Lets compare vitamin content per 100 grams of Custard-apple vs Baked Potato Flesh:
- 100 grams of Custard-apple have 4.8 times more Vitamin B2 and 1.5 times more Vitamin C than Baked Potato Flesh.
- While 100 g of Baked Potatoes Flesh no Salt contain 1.3 times more Vitamin B1, 2.8 times more Vitamin B3, 4.1 times more Vitamin B5 and 1.4 times more Vitamin B6 than Raw Custard-apple.

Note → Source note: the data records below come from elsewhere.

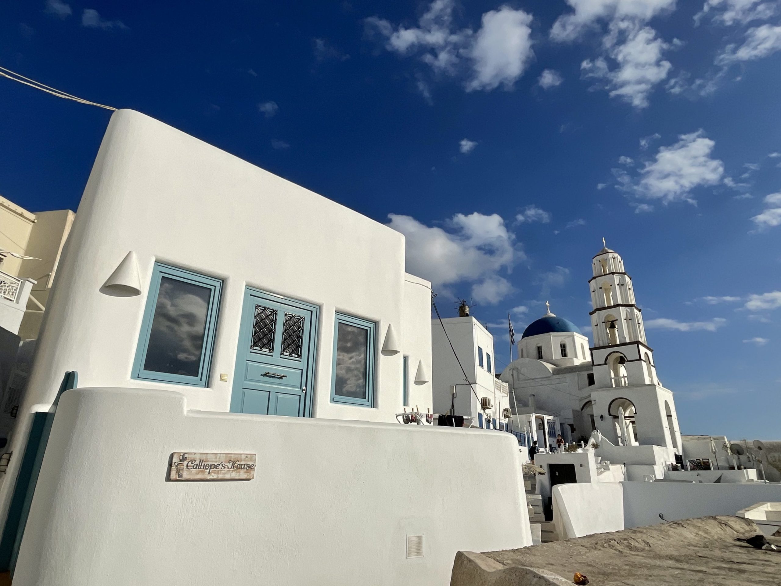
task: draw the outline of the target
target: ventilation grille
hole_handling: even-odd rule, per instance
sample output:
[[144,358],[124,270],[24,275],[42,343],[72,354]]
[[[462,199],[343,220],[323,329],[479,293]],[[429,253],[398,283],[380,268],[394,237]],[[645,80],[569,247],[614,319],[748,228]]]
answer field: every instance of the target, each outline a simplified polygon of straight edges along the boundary
[[423,536],[407,535],[407,557],[422,558],[423,556]]

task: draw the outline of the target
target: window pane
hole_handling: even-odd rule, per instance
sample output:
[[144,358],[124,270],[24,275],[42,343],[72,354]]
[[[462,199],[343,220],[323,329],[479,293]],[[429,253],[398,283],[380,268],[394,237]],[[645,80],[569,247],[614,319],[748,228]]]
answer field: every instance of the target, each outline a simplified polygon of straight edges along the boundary
[[334,395],[368,399],[366,358],[369,331],[362,327],[338,322],[337,368]]
[[212,290],[163,277],[144,370],[198,377]]

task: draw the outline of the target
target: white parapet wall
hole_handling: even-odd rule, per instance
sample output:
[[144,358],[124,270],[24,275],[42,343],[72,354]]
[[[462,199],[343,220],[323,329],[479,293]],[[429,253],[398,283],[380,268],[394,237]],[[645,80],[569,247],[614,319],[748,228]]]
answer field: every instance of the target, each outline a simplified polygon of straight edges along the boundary
[[[174,452],[257,454],[255,478],[169,481]],[[531,545],[517,454],[515,438],[495,431],[69,391],[14,586],[447,584],[459,550]],[[423,556],[408,557],[414,536]]]
[[781,501],[781,484],[597,482],[553,488],[562,538],[617,531],[711,515],[735,515],[763,501]]

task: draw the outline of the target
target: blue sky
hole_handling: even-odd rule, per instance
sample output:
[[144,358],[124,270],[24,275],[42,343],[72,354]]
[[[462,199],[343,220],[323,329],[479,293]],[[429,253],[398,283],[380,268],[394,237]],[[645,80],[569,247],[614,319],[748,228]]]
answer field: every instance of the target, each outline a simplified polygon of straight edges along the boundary
[[[604,237],[683,431],[781,438],[777,0],[7,1],[0,65],[390,223],[500,367]],[[76,209],[109,113],[0,105],[0,194]]]

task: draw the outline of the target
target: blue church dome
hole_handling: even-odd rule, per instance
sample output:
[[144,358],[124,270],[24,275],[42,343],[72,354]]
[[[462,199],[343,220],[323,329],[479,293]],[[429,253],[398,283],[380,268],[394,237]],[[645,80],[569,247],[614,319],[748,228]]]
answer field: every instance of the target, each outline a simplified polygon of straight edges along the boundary
[[569,321],[569,320],[565,320],[563,317],[557,317],[553,314],[548,314],[540,317],[539,320],[535,320],[526,326],[526,329],[523,331],[523,335],[521,336],[521,338],[529,338],[530,336],[539,336],[540,334],[565,331],[580,334],[580,330],[578,329],[578,327]]

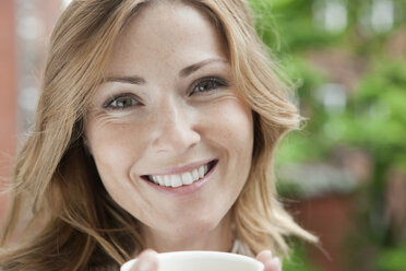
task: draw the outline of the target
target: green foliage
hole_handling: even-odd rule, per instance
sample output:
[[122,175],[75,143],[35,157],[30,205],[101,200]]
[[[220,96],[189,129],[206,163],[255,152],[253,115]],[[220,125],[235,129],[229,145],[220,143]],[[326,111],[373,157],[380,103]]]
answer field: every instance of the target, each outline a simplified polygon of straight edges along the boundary
[[284,271],[320,271],[307,257],[306,249],[300,243],[295,243],[288,259],[283,262]]
[[406,267],[406,246],[382,251],[377,262],[379,271],[404,271]]
[[[277,166],[286,163],[325,162],[337,145],[363,150],[372,156],[373,172],[368,185],[359,188],[363,204],[359,205],[359,236],[350,247],[380,251],[368,259],[379,271],[405,270],[406,247],[395,247],[387,239],[384,191],[387,172],[406,170],[406,61],[394,59],[385,50],[392,33],[406,27],[406,0],[394,0],[395,21],[392,32],[373,30],[373,0],[250,0],[256,30],[266,45],[280,59],[285,72],[296,84],[303,129],[289,134],[279,148]],[[318,22],[318,7],[344,3],[346,26],[329,31]],[[369,14],[368,14],[369,12]],[[342,50],[366,60],[367,70],[355,90],[347,92],[343,110],[331,110],[318,96],[331,76],[309,60],[312,51]],[[295,195],[296,187],[279,187],[282,193]],[[285,191],[286,190],[286,191]],[[290,190],[290,191],[288,191]],[[367,249],[368,250],[368,249]],[[359,259],[354,254],[354,262]],[[303,266],[298,264],[303,263]],[[371,263],[372,264],[372,263]],[[284,270],[309,270],[306,251],[296,247]]]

- 100 grams of Baked Potato Flesh have insufficient amounts of Vitamin B2
- Both Raw Custard-apple as well as Baked Potatoes Flesh no Salt have insufficient amounts of Vitamin A and Vitamin B12 in 100 grams.
Comparing minerals per 100 grams for Custard-apple vs Baked Potato Flesh:
- 100 grams of Custard-apple have 6 times more Calcium and 2 times more Iron than Baked Potato Flesh.
- While 100 g of Baked Potatoes Flesh no Salt contain 1.4 times more Magnesium and 2.4 times more Phosphorus than Raw Custard-apple.
- Both Custard-apple and Baked Potato Flesh contain similar levels of Potassium per 100 grams.
- 100 grams of Baked Potato Flesh lack sufficient amounts of Calcium
Comparison of macro-nutrients per 100 grams:
- 100 grams of Custard-apple have 1.6 times more Fiber than Baked Potato Flesh.
- Both Custard-apple and Baked Potato Flesh offer comparable quantities of Energy, Carbohydrate and Protein per 100 grams.